Sul piano delle politiche, si riscontra una differenza sostanziale rispetto al passato. Se negli anni ’80 si misero in campo misure ad ampio raggio – e su scala europea – per affrontare la crisi, oggi le autorità comunitarie sembrano interpretare piuttosto il ruolo dello spettatore davanti alle dinamiche di mercato. Che tipo di intervento sarebbe necessario?
Primo: non accettare un ulteriore ridimensionamento della capacità produttiva. Non esiste in Europa un problema di sovrapproduzione. Secondo: chiedere interventi e supporti per l’innovazione e per gli investimenti. Il futuro dipende dalle Autorità Europee, ma soprattutto dalla capacità dell’industria di darsi obiettivi e strategie di sviluppo, allineate alle nuove condizioni della concorrenza internazionale.
La proposta elaborata di recente da Edouard Martin prospetta una sorta di “protezionismo verde”, per difendere il mercato europeo dal dumping dei concorrenti extra-comunitari. Si tratta di una misura adeguata e sufficiente?
Quando parla di protezionismo verde suppongo si riferisca ai punti 10 – 16 del documento, collocati sotto il titolo “L’adeguamento alle frontiere per il carbonio….” . Ritengo che sia una proposta totalmente irrealistica, non fosse altro per l’importanza della Cina nelle esportazioni europee. Inoltre è impossibile misurare la quantità di carbonio in un prodotto finito di acciaio. Penso che siano più interessanti altre parti del documento, per esempio i capoversi 5, 19 e 23, i quali potrebbero permettere alla siderurgia europea di avere regolamentazioni e finanziamenti che sostengano politiche di innovazione di prodotto e di processo e favoriscano la transizione verso un’industria dei metalli a basse emissioni. L’unica possibilità di sopravvivenza per la siderurgia europea è quella di abbandonare una posizione difensiva e nostalgica: la CECA non esiste più, ha fatto disastri negli anni ’90, l’Unione Europea non può sostenere un settore che dà lavoro a 350.000 occupati, mentre ha chiuso con le politiche di sostegno dei prezzi agricoli. E’ meglio guardare avanti. E’ vero, poi, che esiste un dumping da parte dei concorrenti extra europei ? Dallo studio del Centre for European Policy Studies Assessment of Cumulative Cost Impact for the Steel Industry final report 2013 emerge un effettivo divario di costi.

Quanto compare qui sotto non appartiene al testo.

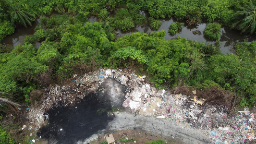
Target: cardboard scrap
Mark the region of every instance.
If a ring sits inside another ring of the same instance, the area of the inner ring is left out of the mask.
[[[108,144],[110,144],[115,142],[115,139],[114,139],[114,137],[113,136],[113,134],[112,133],[107,136],[106,139],[107,139],[107,141],[108,141]]]

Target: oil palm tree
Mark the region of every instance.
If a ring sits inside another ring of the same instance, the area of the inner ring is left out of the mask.
[[[236,28],[242,33],[252,34],[256,28],[256,7],[252,2],[244,7],[239,7],[232,19],[238,21],[232,25],[232,28]]]
[[[27,24],[31,25],[35,15],[23,10],[21,4],[16,3],[11,5],[9,13],[11,15],[11,22],[12,24],[17,22],[26,27]]]

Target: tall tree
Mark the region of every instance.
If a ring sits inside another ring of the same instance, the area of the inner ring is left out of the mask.
[[[256,28],[256,7],[252,2],[244,7],[240,7],[239,10],[236,12],[233,20],[237,21],[231,26],[232,28],[236,28],[252,34]]]
[[[35,15],[24,9],[23,5],[19,3],[12,3],[10,5],[9,13],[12,24],[17,22],[26,27],[27,24],[31,25]]]

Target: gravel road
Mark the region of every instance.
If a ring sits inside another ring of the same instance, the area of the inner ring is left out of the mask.
[[[167,120],[140,115],[134,117],[134,114],[128,112],[116,112],[115,115],[114,120],[109,123],[106,129],[92,135],[83,142],[78,142],[77,144],[87,144],[102,133],[134,129],[166,136],[172,135],[174,139],[181,140],[184,144],[211,144],[208,138],[200,130],[188,128],[187,125],[183,123],[173,124]]]

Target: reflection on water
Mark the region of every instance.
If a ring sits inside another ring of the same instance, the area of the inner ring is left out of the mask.
[[[1,41],[3,44],[8,44],[17,46],[19,44],[23,44],[24,39],[27,35],[32,35],[35,33],[35,28],[37,26],[37,23],[40,22],[40,19],[32,23],[31,26],[25,27],[24,26],[19,26],[15,29],[14,33],[5,37]],[[39,48],[40,45],[39,42],[36,42],[34,46]]]
[[[144,11],[141,11],[141,14],[143,14],[148,18],[149,16],[148,12]],[[161,26],[158,30],[152,30],[149,27],[148,24],[146,24],[144,25],[136,25],[136,27],[133,29],[131,32],[124,32],[117,30],[118,36],[123,36],[126,35],[130,35],[132,32],[143,32],[144,33],[149,33],[151,32],[159,32],[164,30],[166,33],[166,36],[164,36],[166,40],[177,37],[180,36],[181,37],[186,38],[188,40],[195,40],[200,42],[206,42],[209,44],[215,43],[215,41],[211,40],[204,36],[203,31],[206,27],[206,23],[202,23],[197,26],[189,27],[185,21],[182,22],[184,24],[184,27],[183,28],[182,31],[174,36],[171,36],[168,33],[169,28],[171,23],[176,22],[176,20],[172,18],[165,18],[162,20],[162,24]],[[201,32],[202,35],[194,35],[193,31],[198,30]],[[236,30],[230,29],[227,26],[224,26],[221,28],[221,36],[220,36],[220,50],[224,54],[232,53],[230,49],[232,48],[233,44],[236,42],[244,42],[247,40],[247,42],[251,42],[256,40],[256,36],[252,35],[241,34],[240,32]]]
[[[145,16],[147,19],[150,16],[148,12],[146,11],[141,11],[140,13]],[[114,16],[115,15],[115,12],[112,12],[110,13],[109,16]],[[92,23],[97,22],[97,17],[95,16],[92,16],[88,19],[88,21]],[[39,19],[37,20],[37,21],[39,21]],[[195,40],[200,42],[207,42],[210,44],[213,44],[215,43],[215,41],[205,37],[204,35],[203,35],[203,31],[207,25],[206,23],[202,23],[197,26],[189,27],[185,23],[185,21],[184,21],[182,23],[184,24],[185,26],[183,28],[182,31],[179,34],[176,34],[174,36],[171,36],[168,33],[169,26],[171,23],[176,22],[176,20],[172,18],[165,18],[162,19],[161,21],[162,24],[158,30],[151,30],[148,24],[146,24],[143,25],[137,25],[135,28],[129,32],[123,32],[118,29],[116,31],[117,34],[117,37],[120,37],[126,35],[130,35],[132,33],[136,32],[149,33],[164,30],[166,33],[166,36],[164,36],[164,38],[167,40],[180,36],[181,37],[186,38],[189,40]],[[5,37],[2,41],[2,43],[14,45],[23,44],[26,35],[33,35],[34,34],[36,25],[37,23],[34,22],[33,23],[32,26],[27,28],[24,27],[17,28],[15,29],[15,33]],[[256,40],[256,36],[254,35],[241,34],[239,31],[236,30],[231,30],[229,27],[227,26],[223,27],[221,28],[221,30],[222,35],[220,39],[220,50],[224,54],[232,53],[229,49],[232,48],[233,44],[236,42],[244,42],[247,40],[247,42],[250,42]],[[194,35],[193,33],[193,31],[195,30],[201,32],[202,35]],[[35,46],[39,47],[40,43],[37,43]]]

In questo contesto, la siderurgia italiana sembra destinata a svolgere la parte del manzoniano “vaso di coccio fra vasi di stagno”: mentre i grandi operatori (Arcelor Mittal, Thyssen Krupp, Tata ecc.) si contendono le quote maggiori del mercato europeo, le nostre imprese sono appena in grado di scavare nicchie – anche perché intanto il solo grande player, Ilva, è di fatto fuorigioco. Dobbiamo rassegnarci a un cupio dissolvi per la siderurgia italiana, o qualcosa ancora si può fare per rilanciare il settore?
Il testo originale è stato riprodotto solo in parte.